Meanwhile, highways were taking a terrific pounding from that traffic, and as the system aged, it needed more maintenance and, in some cases, reconstruction. But that, too, lagged, leaving California with what the Federal Highway Administration says are the nation’s second-worst roadway pavement conditions.
Thus, what was a world-class system became something more like a Third World system – even though California’s motorists are paying the nation’s highest fuel taxes.
Seven years ago, at the urging of then-Gov. Arnold Schwarzenegger, voters approved a $20 billion bond issue to upgrade highways, but almost all of that money has been spent, and Brown, now back in the governorship, has insisted that servicing Schwarzenegger’s highway bonds should fall on the separate highway accounts, rather than the state’s general fund budget.

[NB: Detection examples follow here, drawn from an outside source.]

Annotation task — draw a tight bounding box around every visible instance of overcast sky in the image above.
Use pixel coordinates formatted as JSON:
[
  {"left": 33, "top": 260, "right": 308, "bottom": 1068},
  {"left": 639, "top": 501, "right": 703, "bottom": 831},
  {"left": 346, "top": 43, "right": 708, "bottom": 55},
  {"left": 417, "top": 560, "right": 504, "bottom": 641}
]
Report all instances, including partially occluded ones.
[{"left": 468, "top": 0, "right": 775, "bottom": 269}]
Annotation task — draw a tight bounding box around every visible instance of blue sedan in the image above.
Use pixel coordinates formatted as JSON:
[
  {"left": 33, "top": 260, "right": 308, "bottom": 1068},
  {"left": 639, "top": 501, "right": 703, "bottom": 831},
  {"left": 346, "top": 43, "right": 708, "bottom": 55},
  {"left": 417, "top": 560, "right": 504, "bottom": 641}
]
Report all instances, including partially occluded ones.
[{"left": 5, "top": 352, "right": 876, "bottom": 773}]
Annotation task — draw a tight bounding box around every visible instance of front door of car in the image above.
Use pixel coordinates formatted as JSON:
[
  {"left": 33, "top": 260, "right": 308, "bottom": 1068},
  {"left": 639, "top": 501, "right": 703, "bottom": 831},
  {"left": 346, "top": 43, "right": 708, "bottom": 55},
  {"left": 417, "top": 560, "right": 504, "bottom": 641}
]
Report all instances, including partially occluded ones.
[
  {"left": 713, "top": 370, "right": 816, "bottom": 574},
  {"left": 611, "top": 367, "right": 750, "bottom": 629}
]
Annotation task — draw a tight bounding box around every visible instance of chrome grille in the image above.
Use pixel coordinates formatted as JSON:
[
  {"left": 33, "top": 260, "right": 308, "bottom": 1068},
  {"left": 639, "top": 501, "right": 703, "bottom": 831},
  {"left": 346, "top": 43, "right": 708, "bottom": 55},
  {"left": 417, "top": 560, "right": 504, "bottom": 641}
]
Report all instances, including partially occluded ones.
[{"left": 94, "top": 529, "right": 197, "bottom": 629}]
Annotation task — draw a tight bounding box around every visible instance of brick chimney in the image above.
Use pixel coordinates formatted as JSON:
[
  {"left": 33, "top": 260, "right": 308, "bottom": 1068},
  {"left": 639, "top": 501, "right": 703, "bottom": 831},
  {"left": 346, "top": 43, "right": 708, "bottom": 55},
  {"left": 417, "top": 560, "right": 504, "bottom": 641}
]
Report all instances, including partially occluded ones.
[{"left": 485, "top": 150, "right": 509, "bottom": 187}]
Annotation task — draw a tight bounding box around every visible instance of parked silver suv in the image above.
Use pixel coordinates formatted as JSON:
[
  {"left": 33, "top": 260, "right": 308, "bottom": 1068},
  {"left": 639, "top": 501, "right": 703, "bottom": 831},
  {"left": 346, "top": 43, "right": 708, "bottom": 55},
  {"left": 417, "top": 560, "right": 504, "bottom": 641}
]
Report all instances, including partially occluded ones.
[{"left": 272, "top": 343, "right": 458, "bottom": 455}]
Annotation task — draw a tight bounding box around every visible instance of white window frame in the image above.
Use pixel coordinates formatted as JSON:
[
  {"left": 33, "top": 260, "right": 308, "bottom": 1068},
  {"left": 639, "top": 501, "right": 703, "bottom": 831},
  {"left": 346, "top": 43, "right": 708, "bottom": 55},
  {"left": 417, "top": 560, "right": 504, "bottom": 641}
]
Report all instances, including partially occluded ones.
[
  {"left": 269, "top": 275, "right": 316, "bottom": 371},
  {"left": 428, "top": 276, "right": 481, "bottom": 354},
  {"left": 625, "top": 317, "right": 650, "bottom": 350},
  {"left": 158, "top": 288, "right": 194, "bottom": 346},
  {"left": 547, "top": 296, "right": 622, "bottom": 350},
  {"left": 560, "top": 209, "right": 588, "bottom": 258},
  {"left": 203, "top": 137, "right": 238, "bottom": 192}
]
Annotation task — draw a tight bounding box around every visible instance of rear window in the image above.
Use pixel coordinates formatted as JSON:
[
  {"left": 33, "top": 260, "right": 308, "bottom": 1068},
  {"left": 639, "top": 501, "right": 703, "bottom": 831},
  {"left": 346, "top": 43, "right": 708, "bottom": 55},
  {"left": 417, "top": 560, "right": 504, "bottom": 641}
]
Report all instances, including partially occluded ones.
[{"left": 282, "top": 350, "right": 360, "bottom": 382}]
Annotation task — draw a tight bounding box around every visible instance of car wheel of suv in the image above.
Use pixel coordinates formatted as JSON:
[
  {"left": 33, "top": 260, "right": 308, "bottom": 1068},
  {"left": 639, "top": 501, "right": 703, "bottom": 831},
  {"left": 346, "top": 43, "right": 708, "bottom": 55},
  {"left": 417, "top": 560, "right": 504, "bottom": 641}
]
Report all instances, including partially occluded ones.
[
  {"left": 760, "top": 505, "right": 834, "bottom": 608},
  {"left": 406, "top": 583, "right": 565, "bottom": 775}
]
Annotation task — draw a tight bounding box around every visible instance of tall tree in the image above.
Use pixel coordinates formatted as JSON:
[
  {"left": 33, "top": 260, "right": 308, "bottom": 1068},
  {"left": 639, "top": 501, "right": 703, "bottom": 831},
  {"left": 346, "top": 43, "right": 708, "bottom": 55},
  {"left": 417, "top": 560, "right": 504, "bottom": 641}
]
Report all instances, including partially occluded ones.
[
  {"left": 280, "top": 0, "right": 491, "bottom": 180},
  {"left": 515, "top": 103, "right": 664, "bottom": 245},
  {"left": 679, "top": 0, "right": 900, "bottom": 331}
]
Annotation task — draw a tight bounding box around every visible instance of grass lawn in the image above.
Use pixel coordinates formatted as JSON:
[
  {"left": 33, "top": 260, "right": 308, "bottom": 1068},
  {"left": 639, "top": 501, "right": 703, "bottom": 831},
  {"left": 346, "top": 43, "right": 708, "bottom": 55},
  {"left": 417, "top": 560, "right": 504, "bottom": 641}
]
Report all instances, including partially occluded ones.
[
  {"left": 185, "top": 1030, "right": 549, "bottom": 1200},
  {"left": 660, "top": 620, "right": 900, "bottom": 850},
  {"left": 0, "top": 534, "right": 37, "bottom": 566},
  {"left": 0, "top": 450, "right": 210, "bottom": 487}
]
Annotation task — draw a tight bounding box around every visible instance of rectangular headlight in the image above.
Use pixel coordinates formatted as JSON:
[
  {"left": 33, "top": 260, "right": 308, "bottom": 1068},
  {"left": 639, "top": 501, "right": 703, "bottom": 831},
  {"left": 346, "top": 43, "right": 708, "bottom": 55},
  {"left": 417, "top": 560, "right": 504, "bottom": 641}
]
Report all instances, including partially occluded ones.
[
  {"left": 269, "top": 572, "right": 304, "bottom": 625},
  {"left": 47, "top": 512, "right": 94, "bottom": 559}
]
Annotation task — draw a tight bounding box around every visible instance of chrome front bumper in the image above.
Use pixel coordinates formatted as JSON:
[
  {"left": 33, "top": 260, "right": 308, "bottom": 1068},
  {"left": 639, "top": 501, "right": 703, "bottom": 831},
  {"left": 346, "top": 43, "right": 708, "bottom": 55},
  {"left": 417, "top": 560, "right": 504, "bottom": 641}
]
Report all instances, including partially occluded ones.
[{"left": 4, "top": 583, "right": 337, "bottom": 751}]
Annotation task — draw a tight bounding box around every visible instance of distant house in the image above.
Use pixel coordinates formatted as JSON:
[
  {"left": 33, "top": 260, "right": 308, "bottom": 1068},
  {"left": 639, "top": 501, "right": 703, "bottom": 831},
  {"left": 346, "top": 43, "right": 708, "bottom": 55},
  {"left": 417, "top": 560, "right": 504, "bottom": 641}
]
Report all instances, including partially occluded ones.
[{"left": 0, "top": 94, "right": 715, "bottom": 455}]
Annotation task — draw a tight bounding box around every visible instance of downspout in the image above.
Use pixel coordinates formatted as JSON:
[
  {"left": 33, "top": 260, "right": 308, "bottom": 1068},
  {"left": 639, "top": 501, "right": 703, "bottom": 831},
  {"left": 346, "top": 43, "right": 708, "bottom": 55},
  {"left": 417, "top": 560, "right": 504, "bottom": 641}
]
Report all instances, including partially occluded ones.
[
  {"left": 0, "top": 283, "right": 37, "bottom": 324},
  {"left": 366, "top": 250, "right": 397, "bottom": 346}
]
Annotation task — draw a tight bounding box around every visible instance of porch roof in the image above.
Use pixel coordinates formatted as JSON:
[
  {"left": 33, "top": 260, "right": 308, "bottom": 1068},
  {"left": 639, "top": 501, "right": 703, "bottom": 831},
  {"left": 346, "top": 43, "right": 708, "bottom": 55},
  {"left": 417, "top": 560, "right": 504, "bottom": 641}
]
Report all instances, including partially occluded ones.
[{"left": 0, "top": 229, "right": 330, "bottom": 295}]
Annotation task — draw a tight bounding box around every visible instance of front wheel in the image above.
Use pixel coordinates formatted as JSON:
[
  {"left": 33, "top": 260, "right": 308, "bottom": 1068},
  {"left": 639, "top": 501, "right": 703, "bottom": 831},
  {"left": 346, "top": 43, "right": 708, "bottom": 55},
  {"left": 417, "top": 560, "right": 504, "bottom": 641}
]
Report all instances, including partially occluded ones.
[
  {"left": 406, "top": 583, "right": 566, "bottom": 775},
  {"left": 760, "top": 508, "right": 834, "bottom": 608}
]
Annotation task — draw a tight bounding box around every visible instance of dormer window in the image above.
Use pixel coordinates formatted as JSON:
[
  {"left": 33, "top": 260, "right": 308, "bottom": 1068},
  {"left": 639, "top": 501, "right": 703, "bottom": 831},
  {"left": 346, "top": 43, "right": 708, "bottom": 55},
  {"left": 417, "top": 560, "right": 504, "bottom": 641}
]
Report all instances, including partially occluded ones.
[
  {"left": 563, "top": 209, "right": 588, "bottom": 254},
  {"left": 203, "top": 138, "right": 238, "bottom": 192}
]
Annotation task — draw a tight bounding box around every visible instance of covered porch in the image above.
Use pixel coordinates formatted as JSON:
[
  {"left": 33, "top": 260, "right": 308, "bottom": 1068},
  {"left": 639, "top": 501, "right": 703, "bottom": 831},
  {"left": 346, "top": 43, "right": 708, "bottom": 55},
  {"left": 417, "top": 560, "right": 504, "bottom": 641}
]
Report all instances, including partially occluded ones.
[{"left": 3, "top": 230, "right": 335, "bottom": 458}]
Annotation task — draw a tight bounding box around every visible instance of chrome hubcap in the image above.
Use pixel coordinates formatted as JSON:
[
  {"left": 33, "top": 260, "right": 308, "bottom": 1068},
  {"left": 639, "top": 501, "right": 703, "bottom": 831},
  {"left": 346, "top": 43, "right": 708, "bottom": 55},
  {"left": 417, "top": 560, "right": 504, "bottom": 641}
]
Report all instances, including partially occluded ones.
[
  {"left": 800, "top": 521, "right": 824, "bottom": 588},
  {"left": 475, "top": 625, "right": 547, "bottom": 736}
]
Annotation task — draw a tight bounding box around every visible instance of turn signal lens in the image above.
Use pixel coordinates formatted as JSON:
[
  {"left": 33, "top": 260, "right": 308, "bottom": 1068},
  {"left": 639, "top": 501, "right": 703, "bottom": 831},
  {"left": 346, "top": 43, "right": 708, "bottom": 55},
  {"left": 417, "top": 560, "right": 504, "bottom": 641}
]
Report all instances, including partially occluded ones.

Brown is correct in that insistence – highway improvements should be financed by motorists – but with fuel taxes already sky-high and mounting unmet needs for construction and maintenance, how should it be done?
A ballot measure proposed by highway advocates and construction unions would double the annual “vehicle license fee” – a form of property tax that today is just a third of what it once was – to raise about $3 billion a year for highways.
It falls short of what’s needed and may not be the best way to raise highway money. Yet just raising the gas tax would largely exempt owners of hybrid and electric vehicles, whose numbers are increasing.
Ideally, we would devise a new levy that’s tied more closely to real-world highway use, not only by cars but heavy trucks as well, and that charges motorists more for driving during peak travel hours, since morning and afternoon commutes put the greatest strain on roadway capacity.
And, ideally, Brown and the Legislature would address this vital issue themselves, rather than shuffle it to the initiative process.